NF-κB inhibition by dimethylaminoparthenolide radiosensitizes non-small-cell lung carcinoma by blocking DNA double-strand break repair.

Despite optimal chemotherapy, radiotherapy (RT), and/or surgery, non-small-cell lung carcinoma (NSCLC) remains the leading cause of cancer-related death in the US and worldwide. Thoracic RT, a mainstay in the treatment of locally advanced NSCLC, is often restricted in efficacy by a therapeutic index limited by sensitivity of tissues surrounding the malignancy. Therefore, radiosensitizers that can improve the therapeutic index are a vital unmet need. Inhibition of the NF-κB pathway is a proposed mechanism of radiosensitization.

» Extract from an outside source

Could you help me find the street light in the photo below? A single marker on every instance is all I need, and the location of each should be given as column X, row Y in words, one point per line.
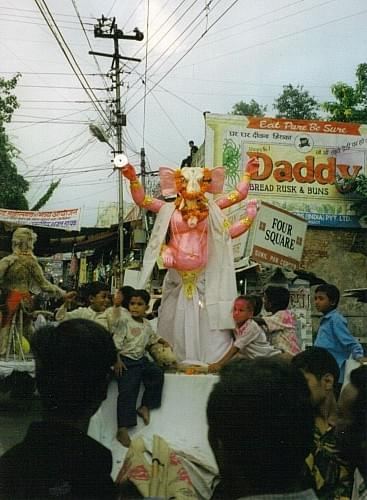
column 120, row 160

Here we demonstrate that inhibition of the canonical NF-κB pathway by dimethylaminoparthenolide (DMAPT) radiosensitizes NSCLC by blocking DNA double-strand break (DSB) repair. NF-κB inhibition results in significant impairment of both homologous recombination (HR) and non-homologous end joining (NHEJ), as well as reductions in ionizing radiation (IR)-induced DNA repair biomarkers. NF-κB inhibition by DMAPT shows preclinical potential for further investigation as a NSCLC radiosensitizer.